Sodium, Hiding in Plain Sight

By Jane E. Brody, Originally posted on New York Times, April 1, 2013

Centuries ago, salt was more valuable than gold, but today the condiment has fallen out of favor. Now we know that its main component, sodium, can raise blood pressure, increasing the risk of heart disease and stroke.

A new report, prepared by experts from three leading universities, projects that a small, steady reduction of sodium in the American diet could save up to half a million lives over the next decade. And a more rapid reduction could save even more lives — as many as 850,000.

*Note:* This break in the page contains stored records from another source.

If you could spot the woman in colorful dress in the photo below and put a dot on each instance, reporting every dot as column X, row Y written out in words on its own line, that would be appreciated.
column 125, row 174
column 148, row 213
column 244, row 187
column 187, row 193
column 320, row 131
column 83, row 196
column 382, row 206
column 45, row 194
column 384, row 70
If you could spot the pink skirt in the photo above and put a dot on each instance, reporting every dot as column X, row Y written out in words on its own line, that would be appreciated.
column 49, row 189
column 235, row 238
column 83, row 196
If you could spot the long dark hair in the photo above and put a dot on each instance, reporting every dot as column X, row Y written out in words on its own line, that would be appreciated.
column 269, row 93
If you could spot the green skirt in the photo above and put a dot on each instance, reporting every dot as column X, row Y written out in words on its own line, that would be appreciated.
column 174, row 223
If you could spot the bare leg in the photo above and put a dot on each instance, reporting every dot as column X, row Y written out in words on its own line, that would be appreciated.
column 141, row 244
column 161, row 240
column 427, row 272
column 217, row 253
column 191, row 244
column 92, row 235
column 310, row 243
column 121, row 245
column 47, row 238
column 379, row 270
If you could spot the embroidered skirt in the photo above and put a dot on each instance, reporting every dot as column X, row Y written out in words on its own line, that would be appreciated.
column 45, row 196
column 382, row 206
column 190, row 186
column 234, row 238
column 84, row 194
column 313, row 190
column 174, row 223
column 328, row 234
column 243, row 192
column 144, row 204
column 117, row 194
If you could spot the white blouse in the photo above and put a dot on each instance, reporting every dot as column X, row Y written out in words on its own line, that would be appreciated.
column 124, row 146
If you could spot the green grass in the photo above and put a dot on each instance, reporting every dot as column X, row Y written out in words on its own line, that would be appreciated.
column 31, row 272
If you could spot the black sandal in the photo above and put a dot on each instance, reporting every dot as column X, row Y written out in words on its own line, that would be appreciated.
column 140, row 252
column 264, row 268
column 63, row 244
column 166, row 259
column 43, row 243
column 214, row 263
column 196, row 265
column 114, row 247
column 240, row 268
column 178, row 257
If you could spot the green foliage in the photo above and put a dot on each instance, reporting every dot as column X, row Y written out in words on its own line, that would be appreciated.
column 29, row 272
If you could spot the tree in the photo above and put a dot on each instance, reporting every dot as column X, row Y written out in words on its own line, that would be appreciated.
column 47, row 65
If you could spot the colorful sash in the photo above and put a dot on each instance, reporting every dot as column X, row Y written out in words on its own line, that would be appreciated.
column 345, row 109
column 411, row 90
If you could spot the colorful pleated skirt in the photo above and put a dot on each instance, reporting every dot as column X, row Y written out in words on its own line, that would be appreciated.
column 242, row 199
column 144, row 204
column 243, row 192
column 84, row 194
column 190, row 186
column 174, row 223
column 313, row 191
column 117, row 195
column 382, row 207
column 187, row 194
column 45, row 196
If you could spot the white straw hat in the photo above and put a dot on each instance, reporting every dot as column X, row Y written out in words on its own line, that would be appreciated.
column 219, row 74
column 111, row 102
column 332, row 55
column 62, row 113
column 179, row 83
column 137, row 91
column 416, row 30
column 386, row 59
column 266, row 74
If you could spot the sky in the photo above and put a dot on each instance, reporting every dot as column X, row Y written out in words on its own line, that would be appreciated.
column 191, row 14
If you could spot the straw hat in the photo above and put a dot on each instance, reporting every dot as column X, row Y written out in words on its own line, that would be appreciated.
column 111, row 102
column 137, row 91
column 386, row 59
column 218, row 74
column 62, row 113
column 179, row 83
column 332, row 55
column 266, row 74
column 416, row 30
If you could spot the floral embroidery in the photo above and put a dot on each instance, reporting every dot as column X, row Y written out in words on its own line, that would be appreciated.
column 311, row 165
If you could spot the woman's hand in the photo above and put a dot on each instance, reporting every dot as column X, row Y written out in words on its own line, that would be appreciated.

The Finns have already proved this projection. As described last month in The New England Journal of Medicine, since the early 1970s, when Finland launched a national campaign to reduce salt intake, daily consumption has dropped by 3,000 milligrams a day in men and women, with a corresponding decline in death rates from stroke and coronary heart disease of 75 to 80 percent.

In the last decade or so, many food producers have introduced low-sodium or reduced-sodium versions of popular products, including soups, vegetables, fish, sauces, cereals, nuts, dips and even chips. But Americans still consume far too much sodium — a third more, on average, than the amount recommended for an otherwise healthy person and more than twice the amount recommended for people with high blood pressure, cardiovascular disease or kidney disease.

Sodium is an essential dietary element, but a mere 200 milligrams a day is all one needs for good health. The average American, however, takes in 3,300 milligrams daily, primarily from salt added to foods prepared commercially and in restaurants.